Lo que revisaría antes de comprar aceite para no fallar
Si tuviera que resumir el proceso en una comprobación rápida, haría esto: manual del coche, etiqueta del envase y tipo de uso real. No hace falta complicarlo más de la cuenta, pero tampoco conviene improvisar. El aceite correcto no es el más espeso ni el más barato, sino el que mantiene la película adecuada en tu motor, con tu clima y con tu forma de conducir.
- Revisaría el manual y también la tapa del llenado, si la lleva.
- Confirmaría el grado SAE exacto y la homologación exigida.
- Miraría el uso real del coche: ciudad, autopista, trayectos cortos, calor, frío o remolque.
- No subiría de viscosidad a ciegas solo porque el motor tenga kilómetros.
- Controlaría el intervalo de cambio, porque un aceite envejecido ya no responde igual aunque el grado en la lata sea correcto.

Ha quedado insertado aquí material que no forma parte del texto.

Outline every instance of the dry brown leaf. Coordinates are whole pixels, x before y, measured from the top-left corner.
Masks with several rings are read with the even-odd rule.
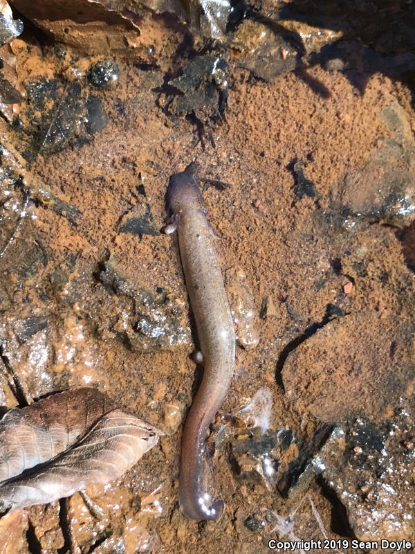
[[[53,502],[118,479],[160,434],[93,388],[10,410],[0,421],[0,510]]]

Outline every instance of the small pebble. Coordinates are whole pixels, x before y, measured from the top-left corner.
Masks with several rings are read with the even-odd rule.
[[[185,406],[180,400],[167,402],[163,407],[163,422],[166,432],[176,433],[182,422]]]
[[[88,73],[88,80],[96,89],[111,89],[118,80],[120,69],[115,62],[102,60],[93,65]]]
[[[254,533],[257,533],[258,531],[261,531],[263,529],[265,529],[265,521],[261,519],[257,519],[253,515],[248,516],[243,522],[243,524],[247,529]]]
[[[352,290],[353,290],[353,283],[351,283],[351,281],[349,281],[343,287],[343,291],[344,292],[344,294],[350,294]]]

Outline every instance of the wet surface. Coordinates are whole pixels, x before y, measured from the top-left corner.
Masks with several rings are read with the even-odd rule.
[[[413,4],[223,3],[212,30],[199,4],[50,3],[15,1],[0,51],[0,404],[87,385],[165,434],[26,510],[6,554],[415,542]],[[199,524],[177,487],[202,368],[160,233],[194,158],[240,345],[207,446],[226,509]]]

Si el motor empieza a consumir, sonar o arrancar peor, no me quedaría en la etiqueta: revisaría también fugas, filtro, nivel y posible desgaste interno. Ese enfoque evita muchos cambios de aceite innecesarios y, sobre todo, evita confundir un problema mecánico con una simple cuestión de viscosidad. Cuando se elige bien, el motor lo nota desde el primer arranque y lo agradece durante muchos kilómetros.